= King Jesus (novel) =

1946 novel by Robert Graves

First edition (publ. Cassell)

King Jesus is a 1946 novel by Robert Graves that depicts Jesus as a mortal grandson of Herod the Great and the secret heir to the kingdoms of ancient Israel and Judah and Roman Judaea. The novel is framed as a historical chronicle written at the end of the first century AD by a minor Roman official. The narrative covers Jesus’s birth, youth, his activities as a charismatic healer, and his arrest and crucifixion. The novel depicts Jesus as a secular and religious revolutionary and esoteric teacher.

==Synopsis==
The novel's narrator is an official living in the time of Domitian (r. AD 81–96). He presents his narrative in three parts. The first part explains the dynastical roots of Jesus on both the maternal and paternal sides, establishing Jesus's temporal and divine right to the throne of Israel. The second part tells the story of Jesus's birth and youth. The third and final part chronicles the adult Jesus's work as a prophet, his execution, and the aftermath.

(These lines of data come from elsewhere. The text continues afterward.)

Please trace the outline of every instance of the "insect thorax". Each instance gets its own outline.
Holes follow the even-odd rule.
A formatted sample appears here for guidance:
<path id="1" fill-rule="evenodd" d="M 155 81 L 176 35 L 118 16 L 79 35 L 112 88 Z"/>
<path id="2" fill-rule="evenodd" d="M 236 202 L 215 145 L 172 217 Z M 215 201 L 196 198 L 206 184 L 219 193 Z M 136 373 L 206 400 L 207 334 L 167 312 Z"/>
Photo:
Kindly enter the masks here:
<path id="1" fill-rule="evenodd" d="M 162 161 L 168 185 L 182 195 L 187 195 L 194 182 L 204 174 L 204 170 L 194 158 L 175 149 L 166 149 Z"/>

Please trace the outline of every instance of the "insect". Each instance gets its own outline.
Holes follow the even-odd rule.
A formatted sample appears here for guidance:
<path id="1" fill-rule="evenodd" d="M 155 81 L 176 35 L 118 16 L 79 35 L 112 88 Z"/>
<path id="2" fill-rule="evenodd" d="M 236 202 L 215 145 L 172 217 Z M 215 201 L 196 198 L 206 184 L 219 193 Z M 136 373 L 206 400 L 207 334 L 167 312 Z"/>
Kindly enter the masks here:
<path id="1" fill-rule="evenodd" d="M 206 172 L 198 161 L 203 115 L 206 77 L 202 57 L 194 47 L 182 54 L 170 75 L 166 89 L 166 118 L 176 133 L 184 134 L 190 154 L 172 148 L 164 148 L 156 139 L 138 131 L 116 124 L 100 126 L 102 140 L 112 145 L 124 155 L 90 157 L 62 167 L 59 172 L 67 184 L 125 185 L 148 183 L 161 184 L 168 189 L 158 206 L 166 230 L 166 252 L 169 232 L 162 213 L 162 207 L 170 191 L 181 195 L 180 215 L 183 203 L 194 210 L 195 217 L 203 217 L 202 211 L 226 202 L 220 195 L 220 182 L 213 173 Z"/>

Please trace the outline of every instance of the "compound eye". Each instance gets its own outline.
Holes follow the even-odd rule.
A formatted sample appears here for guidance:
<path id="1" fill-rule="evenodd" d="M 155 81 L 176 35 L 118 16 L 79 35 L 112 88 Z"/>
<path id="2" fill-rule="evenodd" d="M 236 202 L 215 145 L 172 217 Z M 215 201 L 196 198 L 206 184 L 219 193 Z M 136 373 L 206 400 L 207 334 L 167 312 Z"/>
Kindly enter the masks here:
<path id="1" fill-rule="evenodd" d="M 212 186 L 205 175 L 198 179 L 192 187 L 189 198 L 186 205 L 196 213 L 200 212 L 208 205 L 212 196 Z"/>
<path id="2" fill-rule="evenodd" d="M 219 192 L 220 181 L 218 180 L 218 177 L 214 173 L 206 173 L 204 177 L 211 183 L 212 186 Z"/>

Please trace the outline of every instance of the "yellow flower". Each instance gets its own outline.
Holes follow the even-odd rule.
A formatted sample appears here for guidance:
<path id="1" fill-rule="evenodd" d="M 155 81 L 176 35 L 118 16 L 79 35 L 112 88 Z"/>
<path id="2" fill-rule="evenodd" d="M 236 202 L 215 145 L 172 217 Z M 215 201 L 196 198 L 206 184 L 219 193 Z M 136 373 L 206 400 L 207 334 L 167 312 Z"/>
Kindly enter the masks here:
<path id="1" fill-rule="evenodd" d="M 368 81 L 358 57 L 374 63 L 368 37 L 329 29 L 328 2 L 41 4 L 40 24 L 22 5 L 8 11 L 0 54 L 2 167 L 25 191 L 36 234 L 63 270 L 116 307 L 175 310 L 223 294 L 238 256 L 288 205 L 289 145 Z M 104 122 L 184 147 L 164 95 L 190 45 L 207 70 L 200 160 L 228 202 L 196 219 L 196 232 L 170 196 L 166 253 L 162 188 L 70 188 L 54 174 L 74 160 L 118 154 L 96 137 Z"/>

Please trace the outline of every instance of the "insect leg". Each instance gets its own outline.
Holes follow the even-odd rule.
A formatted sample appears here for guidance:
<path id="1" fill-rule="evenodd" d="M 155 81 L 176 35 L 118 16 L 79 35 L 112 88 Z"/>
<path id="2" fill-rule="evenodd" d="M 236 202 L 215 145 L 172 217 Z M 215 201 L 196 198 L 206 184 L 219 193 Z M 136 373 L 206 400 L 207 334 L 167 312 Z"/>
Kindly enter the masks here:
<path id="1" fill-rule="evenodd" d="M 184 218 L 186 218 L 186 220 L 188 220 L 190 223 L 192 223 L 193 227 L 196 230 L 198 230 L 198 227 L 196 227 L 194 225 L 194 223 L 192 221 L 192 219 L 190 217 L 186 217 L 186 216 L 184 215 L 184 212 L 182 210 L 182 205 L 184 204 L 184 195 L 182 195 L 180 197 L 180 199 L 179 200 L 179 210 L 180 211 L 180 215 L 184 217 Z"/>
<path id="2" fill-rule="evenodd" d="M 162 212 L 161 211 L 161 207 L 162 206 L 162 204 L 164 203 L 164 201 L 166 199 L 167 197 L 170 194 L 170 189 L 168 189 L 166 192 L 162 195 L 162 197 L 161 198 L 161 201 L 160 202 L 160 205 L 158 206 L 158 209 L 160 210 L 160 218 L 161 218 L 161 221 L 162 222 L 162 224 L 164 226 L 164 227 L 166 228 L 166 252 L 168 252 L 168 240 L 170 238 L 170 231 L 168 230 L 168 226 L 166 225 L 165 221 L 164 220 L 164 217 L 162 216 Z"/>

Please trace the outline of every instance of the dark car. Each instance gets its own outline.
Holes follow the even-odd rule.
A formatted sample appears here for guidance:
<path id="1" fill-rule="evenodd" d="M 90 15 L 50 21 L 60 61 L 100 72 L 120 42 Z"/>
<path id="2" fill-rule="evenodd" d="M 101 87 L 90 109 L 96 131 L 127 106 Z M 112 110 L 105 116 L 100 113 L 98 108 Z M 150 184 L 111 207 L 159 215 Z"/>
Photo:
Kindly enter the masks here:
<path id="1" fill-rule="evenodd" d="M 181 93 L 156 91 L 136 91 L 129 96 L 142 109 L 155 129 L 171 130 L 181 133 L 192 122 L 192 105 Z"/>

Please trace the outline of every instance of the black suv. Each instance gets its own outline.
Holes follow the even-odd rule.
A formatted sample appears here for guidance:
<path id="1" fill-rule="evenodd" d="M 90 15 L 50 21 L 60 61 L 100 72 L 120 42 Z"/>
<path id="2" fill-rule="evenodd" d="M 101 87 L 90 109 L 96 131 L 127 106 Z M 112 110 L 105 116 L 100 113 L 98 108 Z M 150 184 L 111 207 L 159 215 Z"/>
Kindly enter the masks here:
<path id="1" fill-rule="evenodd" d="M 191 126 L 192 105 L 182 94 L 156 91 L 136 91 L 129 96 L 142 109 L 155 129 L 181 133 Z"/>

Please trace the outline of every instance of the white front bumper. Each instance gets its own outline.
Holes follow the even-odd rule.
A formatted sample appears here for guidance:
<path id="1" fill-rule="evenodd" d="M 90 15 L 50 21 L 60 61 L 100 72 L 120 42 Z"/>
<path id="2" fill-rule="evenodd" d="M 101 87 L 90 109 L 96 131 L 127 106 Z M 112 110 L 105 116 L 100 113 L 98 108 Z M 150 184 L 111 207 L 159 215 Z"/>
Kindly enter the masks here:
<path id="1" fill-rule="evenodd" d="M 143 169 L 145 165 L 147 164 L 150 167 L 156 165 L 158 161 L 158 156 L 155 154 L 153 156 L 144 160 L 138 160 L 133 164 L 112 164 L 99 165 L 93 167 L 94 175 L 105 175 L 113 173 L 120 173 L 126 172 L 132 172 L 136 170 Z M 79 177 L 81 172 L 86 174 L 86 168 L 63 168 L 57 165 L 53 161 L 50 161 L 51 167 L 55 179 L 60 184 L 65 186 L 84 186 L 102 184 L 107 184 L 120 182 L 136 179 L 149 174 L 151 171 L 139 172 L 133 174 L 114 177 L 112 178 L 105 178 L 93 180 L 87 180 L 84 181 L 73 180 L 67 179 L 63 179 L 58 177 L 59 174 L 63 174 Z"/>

In a concluding "Historical Commentary" Graves writes: "A detailed commentary written to justify the unorthodox views contained in this book would be two or three times as long as the book itself, and would take years to complete; I beg to be excused the task ...[but]...I undertake to my readers that every important element in my story is based on some tradition, however tenuous, and that I have taken more than ordinary pains to verify my historical background".

==Reception==
A 1946 review by Kirkus Reviews opined that "This is not reading for the easily shocked; it definitely presents Jesus as a sage and a poet, if not divine. It moves, as does all Mr. Graves' writing, at a brilliant fast pace, and with a tremendous style." A contemporary review in Commentary declared that "the Jewish reviewer must protest and warn the reader of Graves’ total irresponsibility in his handling of Jewish religious tradition." John Leonard, in a 1981 assessment, noted the novel's relation to Gnosticism, adding "Mr. Graves... is still pushing his White Goddess, the mother of all religions, and when we learn that one of Herod's grandsons was helpful to Claudius at a sticky moment, we understand why Mr. Graves involved himself in his farrago in the first place."